Выбрать главу
Мы смотрели на свет Свет смотрел по другому Языку называл Вещи или углы:
Сын ест дым Дым проходит под кожу И плывут за рекой По младенцам гробы
Мы смотрели в язык Языки были наши Но язык говорил через нас Свой язык:
Мы смотрели в ростки Из распаренной пашни И росли из торфяника Вверх языки
Не бывает в себе Свет смотрел по другому То ли речь то ли прах Всё раскрошено вдоль
А вода протекает Из лобных и впадин Увольняет себя И идёт Чусовой
Идиот или нет А еврей или тоже Но плетёт изнутри Разжигая войну
АМЗ или свет На иглу и прощенье Улыбаясь молчит Каждый как своему
* * *
На то смиренный человек клюёт ранетки с мёртвых яблонь Засматриваясь в водный крест и в прорубь Перечёркнут за день
Он пересматривал себя — пока за мышь возилась вьюга Метель себя переждала и переплавила Испуга
Предвосхищенье — он входил под своды тёплых снегопадов — Чужой еврей — степной калмык — И большего уже не надо
На то смиренный человек пересчитал свои убытки И Бог смотрел из всех прорех — как ленин В первомай с открытки
Он пересматривал своё: хозяйство тёмные дороги Никчёмное но ремесло ранетки Высохшие ноги
Он перемалывал себя переменял себя и льдины Вдоль чёрных яблонь и пруда Горелой глины
На то смиренный человек клевал свои прорехи богу И холод говорил как смех но По другому
Нельзя и всходит из воды как сталь сквозь овны Всё тот же точный человек Ранету кровный
* * *
Господи, что тридцать шесть просили, Оказались дальше от России От Урала и т. д.
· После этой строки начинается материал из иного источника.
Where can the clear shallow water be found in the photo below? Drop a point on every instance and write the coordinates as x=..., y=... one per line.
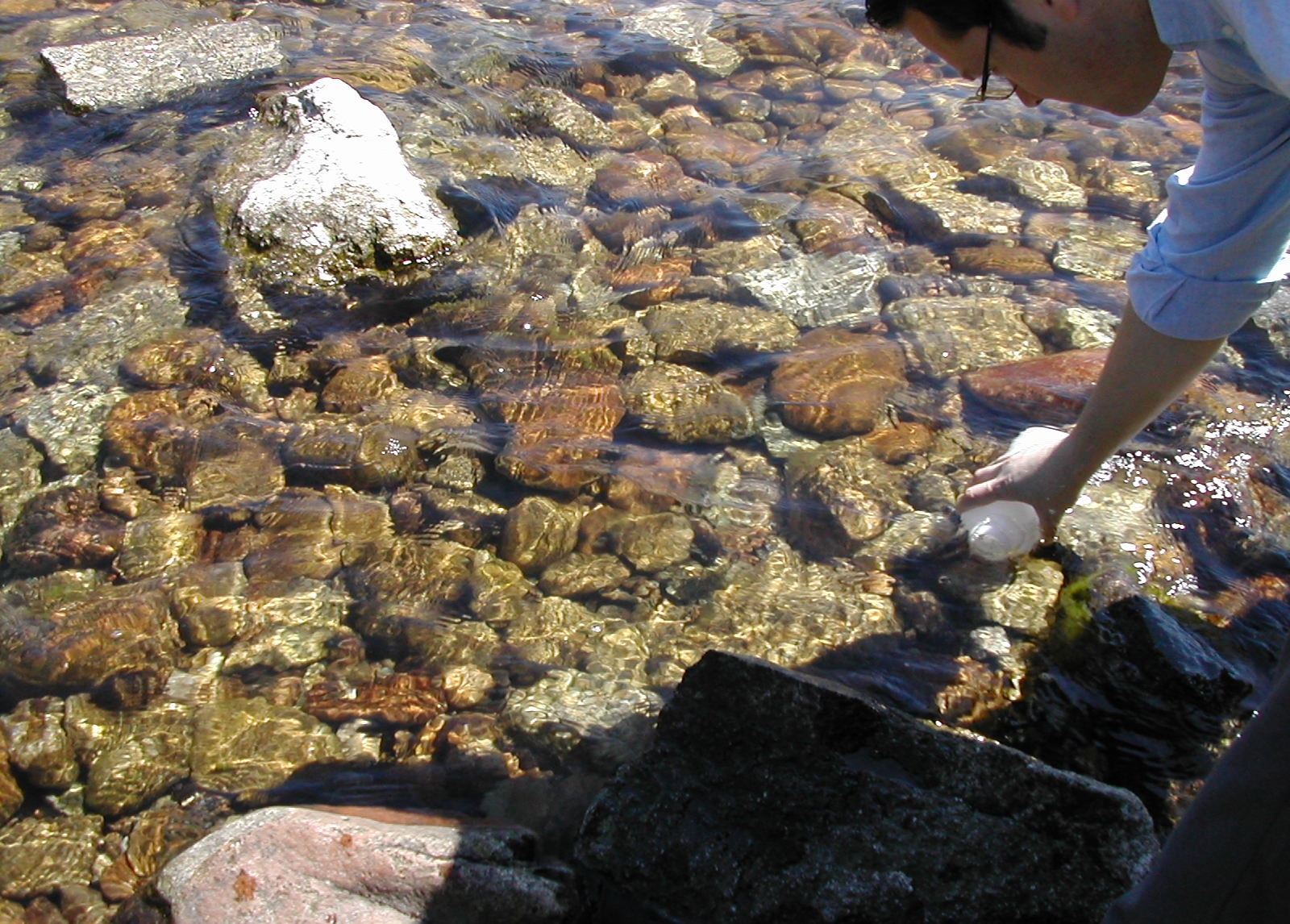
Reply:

Что дальше? — Кажется: таджики и асфальтом
Вертикально залитое поле (На полях — денщик и нет убоя Большего, чем нам дано. Раздолье, Но и тело выглядит убого.).
Господи, смотри в глаза мне — сколько Надо говорить, чтобы молчать? Оказался дальше, чем скинхеды, И за всё придётся отвечать.
Перед этим Томском и Свердловском Если стыдно, — значит повод важен; Спирт без языка Совсем не страшен, И таджик везёт меня назад
Господи, огромны километры и таджик.
Как речи Уфалея Нижнего и Верхнего под кожей —
Кровоточат ангелы.
Молчат.
* * *

37

Вернуться в дом когда смотри сотри Окаменело пламя говорить И 37 наотмашь бьют часы И хлеб растёт из хлебных горловин Вернёшься в дом и не простишь когда Страшишься кожи смерти и себя
Умеришь (прыг! — отмеришь семь сорок На стаи мир поделишь всех потом) И потом отмороженным своим Тебя коснутся из шестой строки Твои три персонажа — идиш твой Всё чаще перемигивает вой
Вернёшься в дом — на полку — в подкидной Играешь с огородами — с одной …Как хорошо голодным в тридцать семь Часов вставать или прилечь совсем В доселе проницаемую смерть Вернёшься в дом а дочитать ответ
Не провернёшься — яблочная синь Резина или воздух сам горит На семь третей нас делит и следов Найти не можешь (но на всё готов Нас ангел провести а изнутри Он с немотой своею) Говори

Степан Рыжаков

Переговорам в Атагах

Аты-баты, шли солдаты. Проклинали жизнь свою. Как нас предали когда-то, Дай гитару! Я спою!
На могиле мать рыдает, Не унять её тоски. Холм могильный обнимает, Сердце рвётся на куски.